Of course, these categories are not permanent: many of us have fallen into more than one of them at different times in our lives, and some have been all three. Any bank will want as many users of type C (for ‘chump’) as it can get. While doing their best to screen out the Bs, they keep sending offers to all the As, because they hope that some of them can be tempted to turn into Cs. InstaPundit is almost certainly an A, and the woman he saw in Target is quite likely a B, though she may have been a C in the past. It remains to be seen whether there are enough Cs to outweigh all the As and Bs and (worst of all) the Bs with mortgages and keep banks solvent.

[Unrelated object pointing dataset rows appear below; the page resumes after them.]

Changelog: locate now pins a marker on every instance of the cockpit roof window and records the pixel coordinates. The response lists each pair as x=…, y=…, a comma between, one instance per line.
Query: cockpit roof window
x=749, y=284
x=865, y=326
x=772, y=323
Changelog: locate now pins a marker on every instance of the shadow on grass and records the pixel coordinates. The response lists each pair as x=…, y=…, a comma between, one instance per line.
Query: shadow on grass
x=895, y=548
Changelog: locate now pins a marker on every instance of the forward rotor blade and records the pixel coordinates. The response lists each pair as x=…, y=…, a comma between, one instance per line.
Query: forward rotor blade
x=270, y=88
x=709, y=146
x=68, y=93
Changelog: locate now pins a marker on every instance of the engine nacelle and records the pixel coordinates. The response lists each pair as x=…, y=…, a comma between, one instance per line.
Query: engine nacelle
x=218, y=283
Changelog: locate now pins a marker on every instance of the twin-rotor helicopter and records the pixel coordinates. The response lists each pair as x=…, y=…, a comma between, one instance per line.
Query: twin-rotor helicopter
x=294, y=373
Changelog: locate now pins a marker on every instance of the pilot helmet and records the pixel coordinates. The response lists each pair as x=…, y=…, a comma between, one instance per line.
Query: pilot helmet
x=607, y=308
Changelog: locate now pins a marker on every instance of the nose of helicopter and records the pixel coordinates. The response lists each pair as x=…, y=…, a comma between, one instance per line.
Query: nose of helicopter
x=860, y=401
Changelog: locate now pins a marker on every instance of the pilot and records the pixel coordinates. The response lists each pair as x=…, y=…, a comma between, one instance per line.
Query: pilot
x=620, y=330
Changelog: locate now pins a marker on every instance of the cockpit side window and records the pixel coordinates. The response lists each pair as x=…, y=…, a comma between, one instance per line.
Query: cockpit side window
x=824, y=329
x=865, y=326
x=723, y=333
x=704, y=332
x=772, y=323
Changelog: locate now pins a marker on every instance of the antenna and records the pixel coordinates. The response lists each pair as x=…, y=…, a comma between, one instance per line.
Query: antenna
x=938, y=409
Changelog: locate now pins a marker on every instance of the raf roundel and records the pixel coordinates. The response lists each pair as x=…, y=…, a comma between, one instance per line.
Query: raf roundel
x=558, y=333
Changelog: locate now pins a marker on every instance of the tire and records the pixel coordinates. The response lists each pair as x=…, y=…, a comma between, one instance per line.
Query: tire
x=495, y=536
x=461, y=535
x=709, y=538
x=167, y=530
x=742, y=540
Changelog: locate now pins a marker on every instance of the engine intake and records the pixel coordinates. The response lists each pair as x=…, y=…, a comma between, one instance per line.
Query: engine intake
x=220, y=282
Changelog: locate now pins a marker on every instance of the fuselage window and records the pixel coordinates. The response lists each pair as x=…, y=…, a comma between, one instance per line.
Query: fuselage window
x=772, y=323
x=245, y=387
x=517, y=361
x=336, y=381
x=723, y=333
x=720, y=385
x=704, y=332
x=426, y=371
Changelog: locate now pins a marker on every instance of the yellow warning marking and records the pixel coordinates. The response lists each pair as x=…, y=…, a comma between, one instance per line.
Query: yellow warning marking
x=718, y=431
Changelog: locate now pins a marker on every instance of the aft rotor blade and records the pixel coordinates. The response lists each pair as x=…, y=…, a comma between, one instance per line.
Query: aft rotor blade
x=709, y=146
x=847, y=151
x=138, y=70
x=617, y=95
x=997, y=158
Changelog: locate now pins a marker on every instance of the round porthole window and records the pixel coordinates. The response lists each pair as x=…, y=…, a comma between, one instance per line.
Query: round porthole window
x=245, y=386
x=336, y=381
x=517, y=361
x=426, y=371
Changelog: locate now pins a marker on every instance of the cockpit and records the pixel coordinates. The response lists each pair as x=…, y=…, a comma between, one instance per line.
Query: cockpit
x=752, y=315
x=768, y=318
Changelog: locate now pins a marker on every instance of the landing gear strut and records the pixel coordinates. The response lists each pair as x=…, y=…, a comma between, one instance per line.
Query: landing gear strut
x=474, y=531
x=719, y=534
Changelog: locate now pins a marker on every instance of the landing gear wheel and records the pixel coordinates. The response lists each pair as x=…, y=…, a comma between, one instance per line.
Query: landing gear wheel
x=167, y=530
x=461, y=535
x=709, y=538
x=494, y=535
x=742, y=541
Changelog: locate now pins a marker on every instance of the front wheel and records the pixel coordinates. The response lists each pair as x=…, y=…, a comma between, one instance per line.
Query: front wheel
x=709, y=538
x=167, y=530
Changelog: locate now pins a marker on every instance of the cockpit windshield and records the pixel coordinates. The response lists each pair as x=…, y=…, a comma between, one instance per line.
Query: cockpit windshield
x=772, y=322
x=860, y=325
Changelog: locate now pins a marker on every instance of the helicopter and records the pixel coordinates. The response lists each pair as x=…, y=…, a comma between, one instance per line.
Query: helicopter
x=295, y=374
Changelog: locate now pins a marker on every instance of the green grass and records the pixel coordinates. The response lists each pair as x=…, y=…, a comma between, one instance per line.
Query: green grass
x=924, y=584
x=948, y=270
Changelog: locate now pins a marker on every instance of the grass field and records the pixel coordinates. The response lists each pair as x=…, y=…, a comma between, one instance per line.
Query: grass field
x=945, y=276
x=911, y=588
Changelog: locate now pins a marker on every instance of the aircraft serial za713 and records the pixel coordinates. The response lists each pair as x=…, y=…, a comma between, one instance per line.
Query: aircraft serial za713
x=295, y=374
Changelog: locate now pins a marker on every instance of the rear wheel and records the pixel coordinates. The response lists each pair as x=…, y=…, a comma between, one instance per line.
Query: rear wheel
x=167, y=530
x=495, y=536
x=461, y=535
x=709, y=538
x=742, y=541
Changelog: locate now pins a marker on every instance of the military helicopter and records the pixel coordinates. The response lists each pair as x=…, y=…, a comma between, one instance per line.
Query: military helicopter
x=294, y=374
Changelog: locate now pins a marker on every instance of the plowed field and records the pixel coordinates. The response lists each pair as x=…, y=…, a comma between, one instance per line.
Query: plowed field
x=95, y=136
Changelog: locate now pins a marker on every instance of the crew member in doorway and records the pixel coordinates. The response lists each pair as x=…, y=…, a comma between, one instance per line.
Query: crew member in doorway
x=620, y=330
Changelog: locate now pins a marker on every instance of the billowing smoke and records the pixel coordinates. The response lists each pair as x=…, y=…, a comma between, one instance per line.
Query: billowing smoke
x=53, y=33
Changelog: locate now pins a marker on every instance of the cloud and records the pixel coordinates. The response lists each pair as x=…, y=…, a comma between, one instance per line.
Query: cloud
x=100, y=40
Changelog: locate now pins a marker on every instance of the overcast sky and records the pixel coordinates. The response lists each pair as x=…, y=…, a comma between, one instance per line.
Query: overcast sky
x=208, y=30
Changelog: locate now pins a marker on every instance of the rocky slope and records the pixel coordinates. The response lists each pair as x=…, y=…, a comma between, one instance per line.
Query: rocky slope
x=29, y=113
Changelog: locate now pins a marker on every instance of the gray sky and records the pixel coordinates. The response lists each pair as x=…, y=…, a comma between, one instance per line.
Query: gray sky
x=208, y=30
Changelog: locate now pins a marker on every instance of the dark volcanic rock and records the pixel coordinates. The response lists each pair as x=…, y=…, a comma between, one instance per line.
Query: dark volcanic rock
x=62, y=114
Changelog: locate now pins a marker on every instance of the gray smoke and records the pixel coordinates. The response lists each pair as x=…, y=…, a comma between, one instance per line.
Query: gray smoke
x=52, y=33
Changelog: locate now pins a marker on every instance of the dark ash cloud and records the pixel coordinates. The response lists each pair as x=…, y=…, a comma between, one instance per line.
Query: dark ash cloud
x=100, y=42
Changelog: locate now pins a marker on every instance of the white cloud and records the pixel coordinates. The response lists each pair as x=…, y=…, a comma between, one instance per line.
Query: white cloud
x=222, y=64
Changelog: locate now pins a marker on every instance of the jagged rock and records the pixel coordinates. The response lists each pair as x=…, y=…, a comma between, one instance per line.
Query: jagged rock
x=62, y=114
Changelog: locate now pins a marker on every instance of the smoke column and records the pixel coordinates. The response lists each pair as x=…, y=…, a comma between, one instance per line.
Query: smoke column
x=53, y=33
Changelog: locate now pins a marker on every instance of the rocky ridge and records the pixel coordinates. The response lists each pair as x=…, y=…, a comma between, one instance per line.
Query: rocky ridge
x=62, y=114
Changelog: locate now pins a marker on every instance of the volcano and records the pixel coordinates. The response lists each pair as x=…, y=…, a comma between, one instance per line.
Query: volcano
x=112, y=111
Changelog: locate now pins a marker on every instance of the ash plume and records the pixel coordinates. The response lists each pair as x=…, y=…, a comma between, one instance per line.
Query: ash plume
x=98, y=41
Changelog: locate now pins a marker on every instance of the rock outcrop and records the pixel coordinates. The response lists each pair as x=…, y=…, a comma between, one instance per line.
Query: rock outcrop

By the way, I hope the woman in Target was buying “several hundred dollars worth of cakes, pies, and cookies” for some event for which she will be reimbursed. Otherwise, there’s a good chance her check will bounce. I also hope neither she nor any of her friends reads InstaPundit, unless he’s fictionalized his account: there can’t be all that many women in Knoxville who spend several hundred dollars on cakes, pies, and cookies at Target in a week or a month, much less a day.
I wanted to blog on this at the time, but this site was down, and the joke is still very pertinent.
A month ago, GatewayPundit reported that William Ayers claims to be living “in the belly of the beast”. Does that make him the Helicobacter pylori of the body politic? If that’s too obscure, how about the tapeworm of the body politic? Either way, he’s a filthy parasite.